3.1 Geometric semantic genetic programming

Let \(\textbf{X} = \{ \textbf{x}_1, \textbf{x}_2,..., \textbf{x}_n \}\) be the set of input data (also referred to as training instances, observations or fitness cases) of a symbolic regression problem, and \(\textbf{t} = [t_1, t_2,..., t_n]\) the vector of the respective expected (scalar) output or target values (in other words, for each \(i = 1, 2,..., n\), \(t_i\) is the expected output corresponding to input \(\textbf{x}_i\)). A GP individual (or program) P can be seen as a function that, for each input vector \(\textbf{x}_i\) returns the scalar value \(P(\textbf{x}_i)\).

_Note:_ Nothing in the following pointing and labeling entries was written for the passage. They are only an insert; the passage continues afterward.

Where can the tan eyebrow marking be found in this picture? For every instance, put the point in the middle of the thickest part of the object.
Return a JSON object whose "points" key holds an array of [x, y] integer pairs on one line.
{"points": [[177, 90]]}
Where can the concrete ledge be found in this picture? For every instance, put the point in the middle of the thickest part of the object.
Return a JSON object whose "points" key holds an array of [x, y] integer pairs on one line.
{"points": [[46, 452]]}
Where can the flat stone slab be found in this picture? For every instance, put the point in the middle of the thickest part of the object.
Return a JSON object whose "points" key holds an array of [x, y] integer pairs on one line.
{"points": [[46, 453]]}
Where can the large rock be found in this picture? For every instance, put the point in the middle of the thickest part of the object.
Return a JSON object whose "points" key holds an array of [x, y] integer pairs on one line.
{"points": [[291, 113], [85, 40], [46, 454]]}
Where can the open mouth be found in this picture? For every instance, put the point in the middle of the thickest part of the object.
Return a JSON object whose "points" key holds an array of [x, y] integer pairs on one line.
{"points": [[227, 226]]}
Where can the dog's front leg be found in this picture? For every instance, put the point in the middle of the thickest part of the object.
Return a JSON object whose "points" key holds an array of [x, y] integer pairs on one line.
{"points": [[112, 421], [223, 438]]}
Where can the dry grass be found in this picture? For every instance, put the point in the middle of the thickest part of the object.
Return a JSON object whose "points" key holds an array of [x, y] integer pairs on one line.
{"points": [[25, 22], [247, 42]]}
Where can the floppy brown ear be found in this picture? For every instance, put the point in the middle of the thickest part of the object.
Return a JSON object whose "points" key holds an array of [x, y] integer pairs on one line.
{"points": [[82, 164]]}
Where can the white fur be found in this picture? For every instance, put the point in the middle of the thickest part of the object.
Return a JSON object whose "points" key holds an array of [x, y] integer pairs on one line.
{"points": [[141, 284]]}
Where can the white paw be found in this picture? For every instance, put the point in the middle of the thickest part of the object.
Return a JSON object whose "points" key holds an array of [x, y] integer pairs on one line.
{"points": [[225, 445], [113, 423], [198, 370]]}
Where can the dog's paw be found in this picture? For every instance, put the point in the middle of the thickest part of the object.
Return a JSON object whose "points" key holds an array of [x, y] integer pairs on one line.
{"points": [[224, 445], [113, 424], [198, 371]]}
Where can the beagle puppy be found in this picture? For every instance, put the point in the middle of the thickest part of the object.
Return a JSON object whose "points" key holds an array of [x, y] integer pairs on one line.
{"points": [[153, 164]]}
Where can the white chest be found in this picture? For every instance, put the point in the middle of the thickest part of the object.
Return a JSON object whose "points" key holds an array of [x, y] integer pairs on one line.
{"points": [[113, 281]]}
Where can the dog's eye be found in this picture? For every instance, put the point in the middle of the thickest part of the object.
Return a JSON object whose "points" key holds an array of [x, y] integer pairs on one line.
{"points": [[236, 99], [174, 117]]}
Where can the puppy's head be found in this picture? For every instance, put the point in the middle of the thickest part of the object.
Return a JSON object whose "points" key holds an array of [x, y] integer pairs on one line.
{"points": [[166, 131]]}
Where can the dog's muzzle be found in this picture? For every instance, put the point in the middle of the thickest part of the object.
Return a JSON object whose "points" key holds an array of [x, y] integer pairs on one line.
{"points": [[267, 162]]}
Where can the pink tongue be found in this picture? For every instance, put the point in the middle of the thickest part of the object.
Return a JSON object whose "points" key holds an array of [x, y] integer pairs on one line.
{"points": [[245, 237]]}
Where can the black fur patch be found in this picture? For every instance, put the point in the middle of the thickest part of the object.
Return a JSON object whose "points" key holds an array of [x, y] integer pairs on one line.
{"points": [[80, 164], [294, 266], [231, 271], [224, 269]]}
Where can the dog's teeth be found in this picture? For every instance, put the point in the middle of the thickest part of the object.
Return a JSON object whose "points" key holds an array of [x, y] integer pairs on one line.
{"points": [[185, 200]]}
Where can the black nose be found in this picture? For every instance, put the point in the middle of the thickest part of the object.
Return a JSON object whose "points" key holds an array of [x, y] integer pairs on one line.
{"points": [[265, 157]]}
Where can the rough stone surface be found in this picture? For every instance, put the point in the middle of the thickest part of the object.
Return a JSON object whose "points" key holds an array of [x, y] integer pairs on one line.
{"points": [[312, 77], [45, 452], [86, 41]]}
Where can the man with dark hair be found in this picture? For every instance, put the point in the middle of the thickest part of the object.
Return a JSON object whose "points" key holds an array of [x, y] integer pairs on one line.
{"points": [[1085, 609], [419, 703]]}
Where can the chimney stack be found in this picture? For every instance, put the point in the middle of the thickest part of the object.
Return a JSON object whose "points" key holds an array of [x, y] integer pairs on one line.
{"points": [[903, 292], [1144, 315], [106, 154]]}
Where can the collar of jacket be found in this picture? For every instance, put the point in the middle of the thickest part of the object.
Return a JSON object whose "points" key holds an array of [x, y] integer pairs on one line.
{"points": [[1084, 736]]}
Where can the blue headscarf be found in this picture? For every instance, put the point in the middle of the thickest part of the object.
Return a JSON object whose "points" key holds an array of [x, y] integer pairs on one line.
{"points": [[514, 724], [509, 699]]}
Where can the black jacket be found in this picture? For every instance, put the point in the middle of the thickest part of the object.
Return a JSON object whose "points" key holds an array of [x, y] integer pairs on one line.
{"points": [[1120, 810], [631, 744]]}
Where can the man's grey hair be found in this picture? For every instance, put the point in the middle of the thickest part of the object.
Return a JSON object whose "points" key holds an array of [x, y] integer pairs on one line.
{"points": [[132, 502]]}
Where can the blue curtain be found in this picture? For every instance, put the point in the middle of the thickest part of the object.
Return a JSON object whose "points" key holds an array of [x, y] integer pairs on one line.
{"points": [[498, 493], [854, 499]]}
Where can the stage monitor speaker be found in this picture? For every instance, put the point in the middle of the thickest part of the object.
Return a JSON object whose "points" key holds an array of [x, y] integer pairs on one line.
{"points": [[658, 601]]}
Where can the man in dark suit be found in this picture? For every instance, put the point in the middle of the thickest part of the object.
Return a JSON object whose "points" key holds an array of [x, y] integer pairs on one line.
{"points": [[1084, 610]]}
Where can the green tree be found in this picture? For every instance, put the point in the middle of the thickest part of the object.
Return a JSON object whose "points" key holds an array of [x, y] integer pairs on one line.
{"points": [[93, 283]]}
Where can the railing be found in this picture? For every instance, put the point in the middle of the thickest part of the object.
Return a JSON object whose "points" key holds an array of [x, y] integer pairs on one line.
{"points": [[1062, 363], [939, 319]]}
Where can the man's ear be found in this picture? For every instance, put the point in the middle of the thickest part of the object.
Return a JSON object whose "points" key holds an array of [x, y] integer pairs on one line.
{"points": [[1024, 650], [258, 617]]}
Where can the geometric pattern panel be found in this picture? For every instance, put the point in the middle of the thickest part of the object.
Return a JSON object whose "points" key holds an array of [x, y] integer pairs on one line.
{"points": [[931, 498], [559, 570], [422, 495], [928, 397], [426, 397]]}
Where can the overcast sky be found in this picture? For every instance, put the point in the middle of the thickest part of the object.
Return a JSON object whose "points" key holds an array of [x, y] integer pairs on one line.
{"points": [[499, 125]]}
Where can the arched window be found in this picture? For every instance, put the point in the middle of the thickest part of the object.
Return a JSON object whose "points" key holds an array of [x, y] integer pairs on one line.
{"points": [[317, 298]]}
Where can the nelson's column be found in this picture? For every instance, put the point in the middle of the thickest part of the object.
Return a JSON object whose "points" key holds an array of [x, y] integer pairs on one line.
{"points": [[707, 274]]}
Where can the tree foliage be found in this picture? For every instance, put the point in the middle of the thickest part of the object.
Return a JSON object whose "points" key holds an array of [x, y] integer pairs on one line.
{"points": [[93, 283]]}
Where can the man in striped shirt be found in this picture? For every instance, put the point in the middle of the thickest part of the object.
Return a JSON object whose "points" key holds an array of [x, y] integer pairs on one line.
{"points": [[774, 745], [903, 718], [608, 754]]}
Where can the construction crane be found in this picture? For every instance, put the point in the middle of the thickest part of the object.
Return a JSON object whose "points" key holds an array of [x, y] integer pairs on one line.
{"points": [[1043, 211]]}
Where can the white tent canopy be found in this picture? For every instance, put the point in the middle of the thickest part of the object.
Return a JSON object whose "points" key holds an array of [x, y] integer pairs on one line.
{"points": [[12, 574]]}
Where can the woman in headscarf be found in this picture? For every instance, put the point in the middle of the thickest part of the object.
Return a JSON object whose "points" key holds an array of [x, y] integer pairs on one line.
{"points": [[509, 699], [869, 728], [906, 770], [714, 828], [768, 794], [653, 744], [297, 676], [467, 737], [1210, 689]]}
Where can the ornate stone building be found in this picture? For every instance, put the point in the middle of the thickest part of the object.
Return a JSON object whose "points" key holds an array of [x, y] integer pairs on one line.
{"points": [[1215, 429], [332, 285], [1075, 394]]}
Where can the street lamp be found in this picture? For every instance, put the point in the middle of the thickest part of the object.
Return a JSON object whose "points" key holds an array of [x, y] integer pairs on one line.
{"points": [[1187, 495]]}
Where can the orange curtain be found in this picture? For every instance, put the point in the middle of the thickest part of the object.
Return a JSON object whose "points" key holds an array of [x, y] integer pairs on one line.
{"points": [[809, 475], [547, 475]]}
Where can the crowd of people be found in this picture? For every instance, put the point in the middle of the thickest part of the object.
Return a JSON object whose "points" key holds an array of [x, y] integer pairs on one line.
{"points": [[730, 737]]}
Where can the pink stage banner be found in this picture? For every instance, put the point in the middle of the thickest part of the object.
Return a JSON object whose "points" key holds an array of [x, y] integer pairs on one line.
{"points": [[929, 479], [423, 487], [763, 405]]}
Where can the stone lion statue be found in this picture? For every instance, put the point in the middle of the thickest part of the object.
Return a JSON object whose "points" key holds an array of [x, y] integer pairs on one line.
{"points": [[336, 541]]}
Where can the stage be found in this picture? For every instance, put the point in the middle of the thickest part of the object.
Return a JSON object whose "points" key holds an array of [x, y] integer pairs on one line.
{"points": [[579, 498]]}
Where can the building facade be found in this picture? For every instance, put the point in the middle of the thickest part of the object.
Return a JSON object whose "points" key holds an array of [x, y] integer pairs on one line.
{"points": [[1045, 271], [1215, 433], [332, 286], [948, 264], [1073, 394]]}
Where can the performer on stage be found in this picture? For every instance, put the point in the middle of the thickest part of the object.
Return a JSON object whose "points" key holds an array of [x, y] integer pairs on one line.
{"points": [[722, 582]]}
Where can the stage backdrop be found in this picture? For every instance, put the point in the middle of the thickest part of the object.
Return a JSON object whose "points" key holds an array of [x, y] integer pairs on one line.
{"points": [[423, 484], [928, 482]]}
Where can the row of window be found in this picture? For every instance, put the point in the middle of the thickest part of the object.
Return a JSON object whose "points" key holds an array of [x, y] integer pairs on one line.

Following [11], we call semantics of P the vector \(s_P = [P(\textbf{x}_1), P(\textbf{x}_2),..., P(\textbf{x}_n)]\). This vector can be represented as a point in an n-dimensional space, that we call semantic space. Note that the target vector \(\textbf{t}\) itself is a point in the semantic space. As explained above, GSGP is a variant of GP where the standard crossover and mutation are replaced by Geometric Semantic Operators (GSOs). The objective of GSOs is to define modifications on the syntax of GP individuals that have a precise effect on their semantics. In particular, Geometric Semantic Crossover (GSC) generates one offspring whose semantics stands in the line joining the semantics of the two parents in the semantic space, while Geometric Semantic Mutation (GSM), by mutating an individual i, allows us to obtain another individual j such that the semantics of j stands inside a ball of a given predetermined radius centered in the semantics of i. One of the reasons why GSOs became popular is because GSOs induce a unimodal error surface (on training data) for any supervised learning problem where fitness is calculated using an error measure between outputs and targets. In other words, when using GSOs the error surface on training data is guaranteed to not have any locally optimal solution. This property holds, for instance, for any regression or classification problem, independently of how big and how complex data are. A detailed explanation of the reason why the error surface is unimodal and why this is important can be found in Vanneschi [34]. The definitions of the GSOs are, as given in Moraglio et al. [11], respectivelyFootnote 1:

Geometric Semantic Crossover (GSC) Given two parent functions \(T_1,T_2: {\mathbb {R}}^n \rightarrow {\mathbb {R}}\), GSC returns the function \(T_{XO}=(T_1 \cdot T_R) + ((1-T_R)\cdot T_2)\), where \(T_R\) is a random function, i.e., a randomly generated tree, whose output values range in the interval [0, 1].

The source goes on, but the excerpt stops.